她也明白做皇子的不能太有这个势头这个道理,可是绍皇应该也没给他多少权利吧。
这点玩意交不交有什么区别?
这个问题,傍晚回来的郁安给了她答案。
郁安道:“我虽不上朝,但也有所耳闻,自从二皇子死后,朝中不少大臣的思想就变了。”
“不少人起了站队的心思,他们比以往更注意太子的意见,做事也更爱顾全两边,一面顺从陛下,一面顾及太子。”
“太子此举,就是被这帮大臣逼得无奈,所以当众表态,让他们收了心思,也让陛下放下戒心。”
“这样啊,”云遥拖着腮帮子道:“真麻烦,什么都要顾忌,一点家人的样子都没有。”
郁安晃了下神,神色有些复杂,半晌,苦笑道:“是啊,一点家人的样子都没有。”
又过了一日,这天,云遥一身男子装扮,带着她骇人的兽骨式面具,到庆阳候府取了震天锤,一个飞跃,从一座座建筑顶上飞速越过。
众人只感觉明媚的天空略过一道影子,抬头却什么都没看见。
这时候云遥终于意识到轻功的重要性了,她但凡再垃圾一点,肯定就是踩一栋楼塌一栋楼,毕竟手里这个可是震天锤啊!

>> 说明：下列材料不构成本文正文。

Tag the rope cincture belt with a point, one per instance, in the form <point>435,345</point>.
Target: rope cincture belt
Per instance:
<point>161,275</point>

大概一炷香的时间后,她到达武道场的入口,给守卫看了入场牌,轻轻松松就下去了。
武道场位于地下,大概是考虑到有人武器大的问题,入口的楼梯极宽,反正就是非常方便。
底下别有洞天,共分三层,中间是个极大的擂台,旁边三层都是一圈一圈的厢房。
单看结构有点像清秋阁,但武道场每一处都是规整的青灰色,跟水泥糊得似的。
可以想象一下没装修过的房子,就是那种颜色,一点装饰都没有,再加上地下都是用烛灯照明的,虽然不黑,但是很纯狱风。
云遥还不太懂这里的规矩,所以在擂台边上看了一会儿。
“闪开!”后面忽而传来一道粗犷的吼声。
云遥一愣,转头看到一个虎背熊腰的彪形大汉,默默给他让开了。
虽然她并没有挡路。
大汉不但身体大,头和脸也大,面具在他脸上像个装饰,起不到任何遮挡作用。
他呼气的声音堪比拖拉机的排气口,哐哐作响。
他斜睨了云遥一眼,嘲讽道:“这里不是小朋友玩玩具的地方,赶紧离开吧。”
云遥黑了脸,心道这人怎么这么不会说话。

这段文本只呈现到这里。